Naughty, good boy, lousy attitude
What do these messages mean? When we tell our kids that they are being naughty, to us it’s clear cut what we mean. But kids are concrete thinkers and often the messages that we send to them are not as clear as we think. As a goal, parents must learn how to send clear messages to our kids that they understand.
In the book, Common Sense Parenting, by Raymond Burke and Ronald Herron, the authors offer a great chapter on how to send clear messages. They tell us that we have to tell our kids exactly what it is we want them to do and how to do it. We have to also be clear when we tell them what they have done well or what behaviors need correcting. When sending messages, parents should be specific, focus on what their children are doing or saying and then describe their child’s behaviors.
Behaviors are actions that can be seen or heard like talking on the phone, rolling eyes and talking back. Behaviors can also be measured such as the length of time your son lounges on the couch after you have told him to take the dog for a walk. Calling someone lazy is not describing a behavior. Laziness is a perception because you can’t measure how many times a person has been lazy. So when we call our kids lazy, hyperactive, naughty, etc., we’re not sending a clear message of the exact nature of the problem.
How you send messages to your kids is also important. The authors suggest we do the following:
(1) Have your child look at you; eye contact is vital for sending clear messages.
(2) Use a tone that fits the situation.
(3) Pay close attention to your body language and facial expressions.
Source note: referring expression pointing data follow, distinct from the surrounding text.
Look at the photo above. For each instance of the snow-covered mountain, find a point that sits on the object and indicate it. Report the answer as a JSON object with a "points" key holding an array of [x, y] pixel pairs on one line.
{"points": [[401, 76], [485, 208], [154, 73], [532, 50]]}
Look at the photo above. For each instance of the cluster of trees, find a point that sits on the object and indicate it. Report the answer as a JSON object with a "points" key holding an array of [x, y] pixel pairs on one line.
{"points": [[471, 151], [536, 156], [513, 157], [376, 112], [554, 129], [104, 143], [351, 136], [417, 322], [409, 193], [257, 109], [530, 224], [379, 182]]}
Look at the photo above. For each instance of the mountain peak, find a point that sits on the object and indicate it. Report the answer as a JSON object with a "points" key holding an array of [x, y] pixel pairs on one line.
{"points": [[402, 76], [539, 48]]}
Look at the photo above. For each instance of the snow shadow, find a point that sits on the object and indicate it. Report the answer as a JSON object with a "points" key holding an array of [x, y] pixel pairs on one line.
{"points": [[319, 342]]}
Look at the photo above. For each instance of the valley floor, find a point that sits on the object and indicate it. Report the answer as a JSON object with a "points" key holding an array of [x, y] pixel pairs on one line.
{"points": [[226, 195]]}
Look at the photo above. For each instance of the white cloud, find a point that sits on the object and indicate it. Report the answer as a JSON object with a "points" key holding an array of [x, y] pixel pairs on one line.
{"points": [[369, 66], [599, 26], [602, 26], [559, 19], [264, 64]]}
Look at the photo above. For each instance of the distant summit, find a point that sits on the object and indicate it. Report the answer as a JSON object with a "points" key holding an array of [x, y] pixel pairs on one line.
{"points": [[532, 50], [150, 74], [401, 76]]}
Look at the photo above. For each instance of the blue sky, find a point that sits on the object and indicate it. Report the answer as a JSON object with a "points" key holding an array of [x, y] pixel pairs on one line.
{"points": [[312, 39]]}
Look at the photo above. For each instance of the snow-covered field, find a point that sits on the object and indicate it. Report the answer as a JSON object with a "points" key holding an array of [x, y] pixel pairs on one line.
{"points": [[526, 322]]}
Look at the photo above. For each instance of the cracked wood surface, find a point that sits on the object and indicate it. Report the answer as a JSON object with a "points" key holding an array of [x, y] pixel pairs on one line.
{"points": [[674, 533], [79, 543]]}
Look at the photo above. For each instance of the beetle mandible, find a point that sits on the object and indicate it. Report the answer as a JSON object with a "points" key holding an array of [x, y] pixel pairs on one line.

(4) Try to talk to your child without unnecessary distractions like the TV, other people, etc. This may mean that you have to take your child to another room in the house where you can talk.
(5) Try to position yourself at eye level with your child so that you are not standing over them. When you hoover over a young child this can be very intimidating to them.
(6) When giving messages avoid statements like “act your age”, or “be a nice boy”. Instead use clear statements like, “When we get to church I want you to sit still and not talk” or “Don’t chew your food with your mouth open”.
Finally, the most important thing we need to remember about sending clear messages is to make sure our children know that we are displeased with their behavior and not with the child.